Reputation: 3
I am trying to find a way to filter based off the value of one column to search in another column. If I have a value in one column, I want verify that the value is also in the array in a different column.
I tried the following:
df = sc.parallelize([('v1', ['v1','v2','v3']),('v4' ['v1','v2','v4'])]).toDF()
df.filter(pyspark.sql.functions.array_contains(df._2, df._1)).show()
Traceback (most recent call last):
File "<stdin>", line 1, in <module>
File "/usr/local/Cellar/apache-spark/2.1.1/libexec/python/pyspark/sql/functions.py", line 1648, in array_contains
return Column(sc._jvm.functions.array_contains(_to_java_column(col), value))

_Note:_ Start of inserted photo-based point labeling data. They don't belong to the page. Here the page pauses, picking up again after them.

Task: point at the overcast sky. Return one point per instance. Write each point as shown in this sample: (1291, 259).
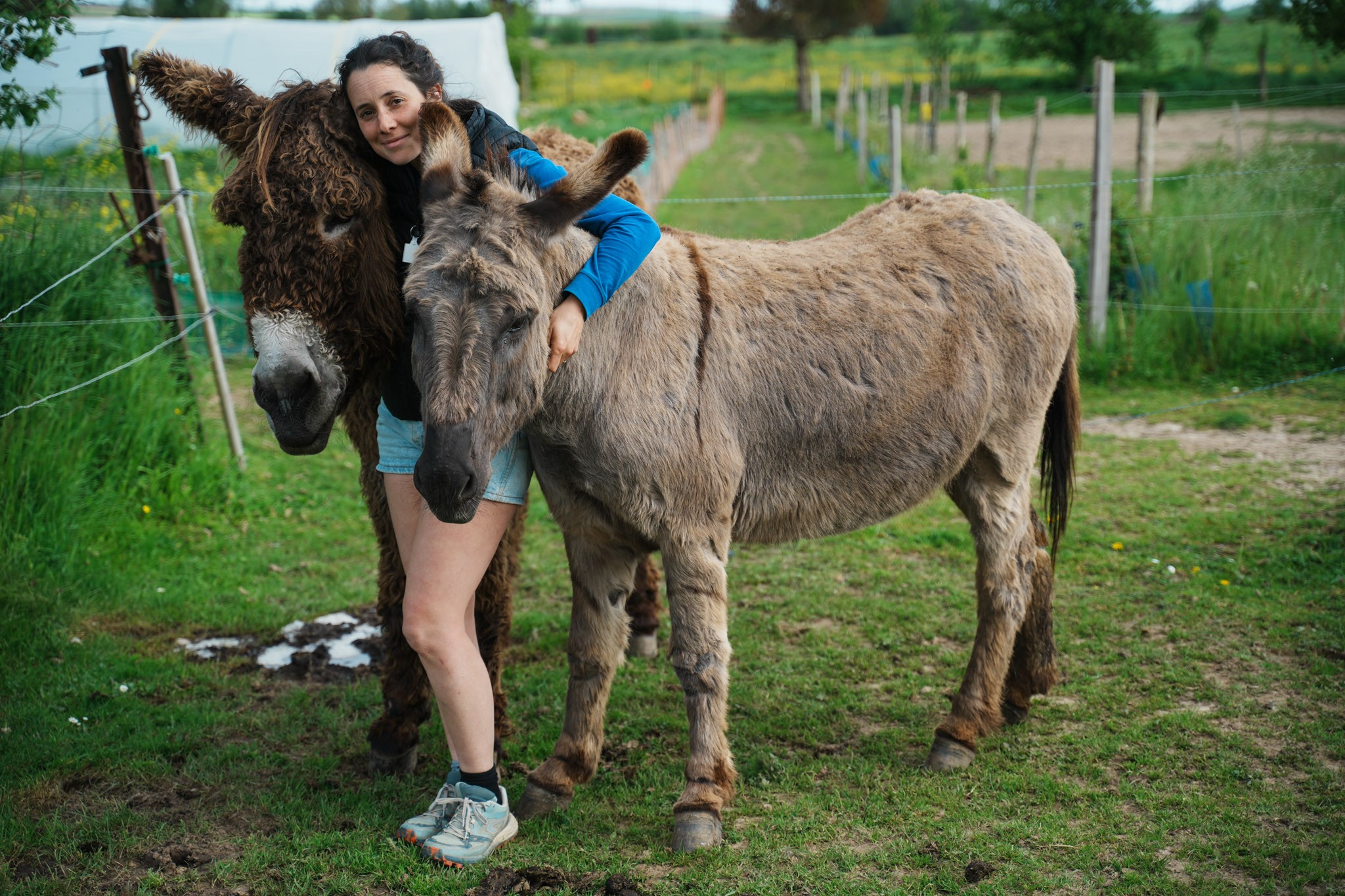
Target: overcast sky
(721, 7)
(704, 7)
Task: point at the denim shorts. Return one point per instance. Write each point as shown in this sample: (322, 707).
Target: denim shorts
(401, 442)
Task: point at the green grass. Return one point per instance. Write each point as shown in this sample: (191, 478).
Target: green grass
(1193, 744)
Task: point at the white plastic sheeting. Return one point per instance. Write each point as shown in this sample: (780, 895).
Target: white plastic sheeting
(264, 53)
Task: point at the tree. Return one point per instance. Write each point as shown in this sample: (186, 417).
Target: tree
(1208, 18)
(1323, 22)
(803, 22)
(29, 30)
(1078, 32)
(933, 27)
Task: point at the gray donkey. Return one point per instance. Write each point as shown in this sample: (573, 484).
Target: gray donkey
(748, 390)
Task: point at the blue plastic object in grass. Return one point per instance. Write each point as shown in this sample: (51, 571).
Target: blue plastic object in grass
(1202, 307)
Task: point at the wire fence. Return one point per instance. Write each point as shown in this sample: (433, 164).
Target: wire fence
(116, 370)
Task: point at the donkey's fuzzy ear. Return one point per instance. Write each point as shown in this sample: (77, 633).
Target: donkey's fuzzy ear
(590, 183)
(211, 100)
(445, 152)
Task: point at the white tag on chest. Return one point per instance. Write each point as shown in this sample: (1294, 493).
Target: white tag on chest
(409, 250)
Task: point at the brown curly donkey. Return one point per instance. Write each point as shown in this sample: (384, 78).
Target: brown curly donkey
(318, 267)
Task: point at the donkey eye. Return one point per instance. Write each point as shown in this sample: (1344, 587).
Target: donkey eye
(338, 224)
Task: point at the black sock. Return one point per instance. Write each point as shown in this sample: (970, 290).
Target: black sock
(490, 779)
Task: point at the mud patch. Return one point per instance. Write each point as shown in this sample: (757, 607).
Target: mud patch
(1315, 461)
(337, 647)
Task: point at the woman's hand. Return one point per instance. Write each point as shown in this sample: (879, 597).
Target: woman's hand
(567, 326)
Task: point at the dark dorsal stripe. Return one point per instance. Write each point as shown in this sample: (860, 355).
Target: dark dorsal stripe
(707, 301)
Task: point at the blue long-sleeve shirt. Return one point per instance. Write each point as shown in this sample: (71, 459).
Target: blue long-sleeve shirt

File "/usr/local/Cellar/apache-spark/2.1.1/libexec/python/lib/py4j-0.10.4-src.zip/py4j/java_gateway.py", line 1124, in __call__
File "/usr/local/Cellar/apache-spark/2.1.1/libexec/python/lib/py4j-0.10.4-src.zip/py4j/java_gateway.py", line 1088, in _build_args
File "/usr/local/Cellar/apache-spark/2.1.1/libexec/python/lib/py4j-0.10.4-src.zip/py4j/java_gateway.py", line 1075, in _get_args
File "/usr/local/Cellar/apache-spark/2.1.1/libexec/python/lib/py4j-0.10.4-src.zip/py4j/java_collections.py", line 512, in convert
TypeError: 'Column' object is not callable
What I am looking for is something similar to
df.filter(pyspark.sql.functions.array_contains(df._2, 'v4'))
but I don't want to use a static value. I wanted to use the value from column _1.
Upvotes: 0
Views: 337
Reputation: 35219
You have to use expression for this:
df.filter("array_contains(_2, _1)").show()
+---+------------+
| _1| _2|
+---+------------+
| v1|[v1, v2, v3]|
| v4|[v1, v2, v4]|
+---+------------+
Upvotes: 1